6. Some More General Statistics

This is the sixth edition of DOMO’s report, and according to their research:
“Over 2.5 quintillion bytes of data are created every single day, and it’s only going to grow from there. By 2020, it’s estimated that 1.7MB of data will be created every second for every person on earth.”

Twitter community generates more than 12 terabytes of data per day that equals 84 terabytes per week and 4368 terabytes or 4.3 petabytes per year.· Since 2013, the number of Tweets each minute has increased 58% to more than 474,000 Tweets PER MINUTE in 2019!
According to computer giant IBM, 2.5 exabytes — that’s 2.5 billion gigabytes (GB) — of data was generated every day in 2012.
Worldwide over 100 million messages are sent every minute via SMS and in-app messages!
More than 4 million hours of content uploaded to Youtube every day, 300 hours of video are uploaded to YouTube every minute! with users watching 5.97 billion hours of Youtube videos each day.
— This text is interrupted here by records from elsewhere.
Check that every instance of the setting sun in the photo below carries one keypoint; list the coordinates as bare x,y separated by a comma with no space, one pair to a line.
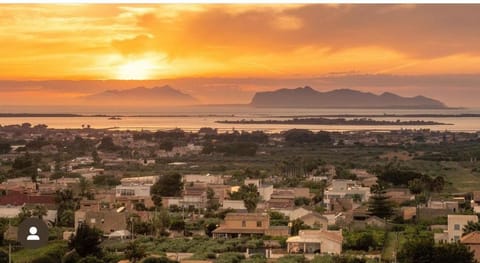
135,70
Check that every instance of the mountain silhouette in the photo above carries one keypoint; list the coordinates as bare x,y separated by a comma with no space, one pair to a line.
307,97
164,95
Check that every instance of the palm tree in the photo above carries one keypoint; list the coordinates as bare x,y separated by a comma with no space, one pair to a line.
39,211
471,227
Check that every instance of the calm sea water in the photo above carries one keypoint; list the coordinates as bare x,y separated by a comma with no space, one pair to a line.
193,118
Youtube usage more than tripled from 2014–2016 with users uploading 400 hours of new video each minute of every day! Now, in 2019, users are watching 4,333,560 videos every minute.
Walmart is the largest retailer in the world and the world’s largest company by revenue, with more than 2 million employees and 20000 stores in 28 countries.Hadoop and NoSQL technologies are used to provide internal customers with access to real-time data collected from different sources and centralized for effective use.

“The big data is indeed a buzz world but it is one that frankly under-hyped”

You can have data without information but you cannot have information without data and for data you require storage and for storage you need to have good resources and proper knowledge of how to handle any data.

Thank you!!! For giving you valuable time and reading till the end…
Hope you liked it and found this article helpful…

Well, Bigdata is not a technique or any kind of software. It’s a problem which every big industry is facing and it occurs due the huge amount of data indifferent forms.